History and origins of the
Cabinet of Physics
The Gabinetto di Fisica was created by Filippo Corridi, the Istituto Tecnico Toscano’s first Director, who equipped it with a remarkable collection of instruments as a necessary support to the very ambitious teaching programmes: “in order to promote the study of the sciences of application and the progress of the useful industries of the arts and of work procedures.”
1853 – 1856
Thanks to its variety and completeness, the Gabinetto di Fisica is a one-of-a-kind collection and constitutes the most lively and significant testimony of the Collections belonging to the Istituto Tecnico Toscano. Ever since its founding (in 1853), the Gabinetto has been equipped with “whatever may be needed especially for the school’s demonstrations and for the most delicate experiments. Among the many useful instruments, the Perreaux cathetometer, a Regnault eudiometer, the Natterer machine for the liquefaction of gases, the Duboscq large optical bench for the projection of luminous phenomena, and the Ruhmkorff induction machine; the Babinet photometer, the Wheatstone wave-machine, the Duboscq apparatus for projecting fantascopic designs; and the Amici microscope are worthy of mention”. A plethora of instrumentation exists for producing the energy necessary for the experiments: “a large stack of ninety Bunsen-type elements, forty of which were made by Carraresi, the Florentine chemist, and fifty by Deleuil, a Parisian manufacturer”.
1857 – 1870
From the moment that classes began there (1857), thanks to Gilberto Govi, the first teacher of Technological Physics, and above all to the success of his evening lessons, the Gabinetto was continually enriched by new pieces of equipment necessary to the study of experimental physics These were built in the Machine Workshop of the Istituto or acquired from the most renown French, German and British makers who, at the time, were capable of producing the best scientific instruments on the market.

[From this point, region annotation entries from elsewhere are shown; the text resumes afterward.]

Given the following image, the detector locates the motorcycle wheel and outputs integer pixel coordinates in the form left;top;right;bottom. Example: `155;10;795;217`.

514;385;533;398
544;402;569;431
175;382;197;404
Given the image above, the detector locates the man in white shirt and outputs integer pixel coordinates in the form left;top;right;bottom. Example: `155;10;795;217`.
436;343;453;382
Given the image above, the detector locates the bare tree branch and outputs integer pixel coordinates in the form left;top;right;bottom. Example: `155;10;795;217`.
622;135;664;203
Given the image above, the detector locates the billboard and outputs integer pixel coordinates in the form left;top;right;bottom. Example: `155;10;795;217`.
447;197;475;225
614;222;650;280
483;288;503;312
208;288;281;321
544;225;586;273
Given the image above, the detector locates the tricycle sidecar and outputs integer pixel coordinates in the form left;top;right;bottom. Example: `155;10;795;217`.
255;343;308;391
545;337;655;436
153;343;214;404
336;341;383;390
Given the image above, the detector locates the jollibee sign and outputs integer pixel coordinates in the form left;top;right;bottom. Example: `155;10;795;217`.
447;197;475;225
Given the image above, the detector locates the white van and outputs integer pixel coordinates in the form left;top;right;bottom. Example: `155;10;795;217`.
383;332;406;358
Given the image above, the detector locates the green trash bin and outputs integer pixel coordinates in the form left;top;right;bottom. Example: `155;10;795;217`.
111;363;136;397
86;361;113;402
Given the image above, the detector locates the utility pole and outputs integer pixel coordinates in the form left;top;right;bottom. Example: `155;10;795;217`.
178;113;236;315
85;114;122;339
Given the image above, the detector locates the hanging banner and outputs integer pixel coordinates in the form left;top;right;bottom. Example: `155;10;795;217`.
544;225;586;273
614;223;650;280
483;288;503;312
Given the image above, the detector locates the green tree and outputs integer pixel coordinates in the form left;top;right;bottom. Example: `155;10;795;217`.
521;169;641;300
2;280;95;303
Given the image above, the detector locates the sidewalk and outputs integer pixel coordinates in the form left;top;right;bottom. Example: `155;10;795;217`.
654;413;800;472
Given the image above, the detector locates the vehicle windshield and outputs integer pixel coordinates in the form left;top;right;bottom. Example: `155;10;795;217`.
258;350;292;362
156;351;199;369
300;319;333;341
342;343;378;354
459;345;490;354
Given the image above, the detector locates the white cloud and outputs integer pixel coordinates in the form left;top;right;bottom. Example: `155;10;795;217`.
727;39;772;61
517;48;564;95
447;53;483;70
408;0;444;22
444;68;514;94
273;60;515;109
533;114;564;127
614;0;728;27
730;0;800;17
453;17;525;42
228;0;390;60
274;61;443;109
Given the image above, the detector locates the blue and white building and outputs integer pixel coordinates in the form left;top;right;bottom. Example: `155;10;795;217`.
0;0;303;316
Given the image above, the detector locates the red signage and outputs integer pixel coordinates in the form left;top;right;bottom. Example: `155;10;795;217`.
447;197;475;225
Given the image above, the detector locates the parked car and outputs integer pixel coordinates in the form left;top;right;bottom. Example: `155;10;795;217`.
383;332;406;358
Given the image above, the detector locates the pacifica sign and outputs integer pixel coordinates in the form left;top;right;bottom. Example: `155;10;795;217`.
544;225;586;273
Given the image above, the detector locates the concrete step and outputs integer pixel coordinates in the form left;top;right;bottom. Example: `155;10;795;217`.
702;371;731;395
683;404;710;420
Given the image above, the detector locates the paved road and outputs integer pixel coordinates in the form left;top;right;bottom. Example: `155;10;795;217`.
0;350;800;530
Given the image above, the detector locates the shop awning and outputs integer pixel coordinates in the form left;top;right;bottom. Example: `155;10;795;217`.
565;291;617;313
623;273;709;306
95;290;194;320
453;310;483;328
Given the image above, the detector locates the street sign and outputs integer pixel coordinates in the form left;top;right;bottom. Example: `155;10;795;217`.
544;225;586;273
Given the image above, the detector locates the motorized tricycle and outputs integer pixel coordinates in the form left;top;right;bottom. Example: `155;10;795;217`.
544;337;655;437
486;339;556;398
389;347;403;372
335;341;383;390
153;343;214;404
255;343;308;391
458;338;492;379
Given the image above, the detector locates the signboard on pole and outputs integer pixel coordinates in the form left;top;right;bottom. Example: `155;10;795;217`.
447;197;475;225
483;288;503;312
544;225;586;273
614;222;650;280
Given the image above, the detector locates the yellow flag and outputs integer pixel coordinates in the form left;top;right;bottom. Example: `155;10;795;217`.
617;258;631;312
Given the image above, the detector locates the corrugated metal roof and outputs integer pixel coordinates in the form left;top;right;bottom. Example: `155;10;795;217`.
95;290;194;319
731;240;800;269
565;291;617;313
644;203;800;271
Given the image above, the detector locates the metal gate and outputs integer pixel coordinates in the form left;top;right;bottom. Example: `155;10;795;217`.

The Gabinetto subsequently grew in consistency under the impulse of the gifted teachers who succeeded each other (Emilio Villari, Antonio Roiti, Adolfo Bartoli, Eugenio Bazzi), who were almost all members of the Accademia dei Lincei.
1871 -1910
During the years that he taught at the Istituto, namely from 1871 to 1878, he once again reorganised the existing collection of instruments in accordance with the method of classical physics, and gave new impulse to the teaching of experimental physics, thus favouring new and important acquisitions, above all for electricity and optics. When he stopped teaching at the Istituto in order to go to the University of Palermo, the Gabinetti boasted the following contents:
Fornitures, supports, wall tables | 33 |
Tools | 33 |
Glass items and chemical products | 23 |
Measuring instruments | 39 |
Mechanics of solids | 59 |
Mechanics of fluids | 72 |
Molecular actions | 14 |
Acoustics | 78 |
Optics | 134 |
Heat | 75 |
Magnetism | 10 |
Electricity | 191 |
Total | 738 |
When, a short time later (in 1880), he returned to Florence to the Physics chair at the University, he continued to give lessons for many years at the Physics Cabinet of the Istituto Tecnico, contributing with his successors Adolfo Bartoli and Eugenio Bazzi to its further development. Thanks to them, the collection came to include more than 3000 instruments, machinery, models, and models of machinery.